Die Engländer machen heute einen Anteil von acht Prozent aus bei den Übernachtungen der Hotels von Andermatt Swiss Alps, Sawiris’ Firma. Damit bringt das Königreich immer noch am meisten ausländische Gäste. Zweieinhalb Stunden sind es zwar von Andermatt nach Mailand – doch die Touristen sind nur zu zwei Prozent Italiener. Die Schweizer sind mit 58 Prozent am stärksten vertreten – fast die Hälfte davon Romands.

Sawiris’ CEO vor Ort, Franz-Xaver Simmen, und CFO Matthias Jäggi präsentierten an einer Pressekonferenz im Frühling diese Zahlen. Die Baustelle lag in dichtem Nebel. Das gibts halt auch an der Wetterscheide.

Sawiris alleine schafft es nicht

«Die Andermatter glaubten zuerst, sie würden noch einmal stinkreich durch Sawiris», sagt Simmen. Er sollte das Dorf retten. Man stimmte dreimal überdeutlich für seine Vorhaben. Aber nach zehn Jahren wird im Dorf langsam klar, was es hiess, als Sawiris sagte, er sei ein Vollblut-Unternehmer. Der Ägypter wird weiter alles daransetzen, dass sein Projekt im Süden des Dorfes zum Fliegen kommt, aber wenn die Andermatter sich eine Scheibe davon abschneiden wollen, müssen sie das Messer selber in die Hand nehmen. Sie müssen wieder selber Unternehmer werden. Und ihre Natur anpreisen. Ein Matterhorn gibt es in Andermatt nicht, aber Simmen ist mit seinen Dorf- und anderen Führungen ausgebucht. Er geht mit den Touristen auch auf Kristall-Suche und ist überzeugt, dass noch viel mehr drinliegt. Ihnen das einsame Wittenwassertal zeigen, den Rossplattensee am Südhang und alles Schöne und Urtümliche. Ein Besuch bei seiner befreundeten Sennin beim Käsen zum Beispiel.

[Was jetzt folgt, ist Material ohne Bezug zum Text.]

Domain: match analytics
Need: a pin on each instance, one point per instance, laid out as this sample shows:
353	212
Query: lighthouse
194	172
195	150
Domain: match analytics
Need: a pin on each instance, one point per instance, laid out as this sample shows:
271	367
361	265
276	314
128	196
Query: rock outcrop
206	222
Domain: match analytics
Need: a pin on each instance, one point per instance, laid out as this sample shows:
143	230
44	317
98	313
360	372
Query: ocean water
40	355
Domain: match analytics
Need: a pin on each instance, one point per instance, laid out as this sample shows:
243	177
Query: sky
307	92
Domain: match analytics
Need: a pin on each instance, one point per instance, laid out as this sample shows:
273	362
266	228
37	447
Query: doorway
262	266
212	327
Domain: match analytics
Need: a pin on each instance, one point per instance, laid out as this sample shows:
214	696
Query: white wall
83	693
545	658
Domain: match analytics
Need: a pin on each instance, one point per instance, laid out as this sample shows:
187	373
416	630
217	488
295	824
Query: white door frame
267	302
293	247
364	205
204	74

«The Chedi» Das bekannte Luxushotel in Andermatt, das Sawiris gebaut hat. 

«The Chedi» Das bekannte Luxushotel in Andermatt, das Sawiris gebaut hat. 

SEVERIN BIGLER

In der zweiten Befragung der Andermatter Bevölkerung 2012 durch die Hochschule Luzern zeigte sich: Die Aufbruchstimmung ist teilweise der Enttäuschung gewichen. Das versprochene Sportzentrum fürs Dorf ist immer noch nicht gebaut. Manche fühlen sich beiseitegelassen. Sawiris hat sie nicht gerettet. Die neue Gemeindepräsidentin will zu alldem lieber nichts sagen. Auch nicht zu neuen Strategien oder Visionen und ob der schöne alte Dorfteil endlich verkehrsfrei wird.

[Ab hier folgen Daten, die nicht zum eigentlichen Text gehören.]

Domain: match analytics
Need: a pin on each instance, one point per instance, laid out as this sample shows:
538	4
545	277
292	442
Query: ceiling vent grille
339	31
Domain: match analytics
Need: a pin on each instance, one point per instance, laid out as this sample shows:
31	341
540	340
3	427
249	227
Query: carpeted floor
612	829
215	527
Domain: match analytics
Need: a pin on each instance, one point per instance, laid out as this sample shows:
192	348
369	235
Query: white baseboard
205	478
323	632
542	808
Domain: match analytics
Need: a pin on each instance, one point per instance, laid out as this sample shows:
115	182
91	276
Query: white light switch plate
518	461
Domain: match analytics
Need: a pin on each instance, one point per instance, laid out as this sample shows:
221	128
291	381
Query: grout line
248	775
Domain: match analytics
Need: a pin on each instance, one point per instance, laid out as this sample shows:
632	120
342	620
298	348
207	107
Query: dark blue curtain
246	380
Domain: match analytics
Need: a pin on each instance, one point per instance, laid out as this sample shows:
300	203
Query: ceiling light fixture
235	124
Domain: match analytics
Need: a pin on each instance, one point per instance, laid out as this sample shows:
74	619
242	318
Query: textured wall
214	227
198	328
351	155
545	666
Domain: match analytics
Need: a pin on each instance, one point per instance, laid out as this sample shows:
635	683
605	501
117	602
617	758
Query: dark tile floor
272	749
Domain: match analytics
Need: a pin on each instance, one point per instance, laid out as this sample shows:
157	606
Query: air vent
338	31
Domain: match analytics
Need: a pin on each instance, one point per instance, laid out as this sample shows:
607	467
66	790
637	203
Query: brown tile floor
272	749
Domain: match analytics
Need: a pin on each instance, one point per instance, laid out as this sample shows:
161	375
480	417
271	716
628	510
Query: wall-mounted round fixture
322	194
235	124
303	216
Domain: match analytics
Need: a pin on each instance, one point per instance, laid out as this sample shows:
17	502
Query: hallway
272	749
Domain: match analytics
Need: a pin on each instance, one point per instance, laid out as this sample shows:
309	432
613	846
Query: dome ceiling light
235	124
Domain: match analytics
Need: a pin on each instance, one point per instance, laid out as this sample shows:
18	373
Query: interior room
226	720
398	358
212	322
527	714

Aber Bänz Simmen ist nicht der einzige positiv Eingestellte im Dorf. Auch José im «Ochsen» zum Beispiel. Es ist die Stammbeiz der Dorfbewohner, der Feuerwehr und von langjährigen Touristen. Den Tagestouristen – Passfahrer sind noch immer eine gute Einnahmequelle – verkauft der Spanier Fondue in urchigem Ambiente. «Nur jene, die nichts tun, beklagen sich», sagt er.

Was hatte Simmen gesagt? «Die einzige Konstante in diesem Tal ist die Veränderung. Wir haben uns schon immer den Gegebenheiten angepasst.»